BOND IS BACK – Sean Connery is BOND
It may be blasphemy to say, but perhaps everyone’s ideal James Bond- Sean Connery- should have stayed away after You Only Live Twice. He’d made it perfectly clear during the filming of that picture that he was done with Bond and had no interest in carrying on in the role.
So Harry Saltzman and Cubby Broccoli went out and got themselves a new James Bond. George Lazenby to be exact. But many, especially American audiences, found Lazenby not up to the challenge and stayed away from his only Bond, 1969’s On Her Majesty’s Secret Service. Although the picture did well enough elsewhere, it was clear that Lazenby wasn’t the answer.
Eon Productions had a problem. They had a Bond who didn’t really work. Could they afford to relaunch Bond with yet another new actor, or could they continue with Lazenby.
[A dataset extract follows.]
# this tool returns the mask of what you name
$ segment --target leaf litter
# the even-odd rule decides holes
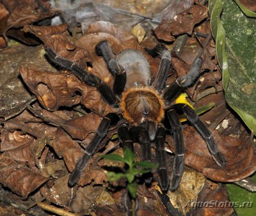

Or, perhaps, could Connery- Sean Connery, be cajoled to return?
They went with the third option and for a huge payday Sean agreed to return, for one last fling as Bond- at least in the official series. Part of the reason Diamonds is such a weak film is that so much was invested financially in Connery that most everything else had to be scaled back. It is so prevelant that you can see it onscreen. It is also the first Bond picture set predominantly in the United States, one of many concessions to try to regain the American market.
Production brough back many of Connery’s old colleagues from You Only Live Twice and other previous Bond pictures, most notably director Guy Hamilton. Shirley Bassey returns for the second of her three Bond title tracks, the most for any performer. The title track is, sadly, one of the better facets of the film.
The end result that was released in theaters is in many ways a Roger Moore Bond without Moore. In some cases it lacks even the admittedly fleeting charms Moore brought to many of his pictures. (Though not to be a complete detractor of Roger Moore in the role, a few of his are damned good.) Diamonds has some of the most coarse and campy humor of the entire series. Only in Diamonds do you have the rather creepy line, “You’ve caught me with more than my hands up.”
We are presented with a new Blofeld, in the person of Charles Gray, who somehow ends up in drag for one inexplicable scene- one of the few instances of transvestism in the entire series. We also have the pretty much openly homosexual pair of Mr. Kidd and Mr. Wint, who bumble their way through things until the very end. Though most find Kidd and Wint a tremendous negative in the picture I actually think they fit right in and actually help the proceedings a bit.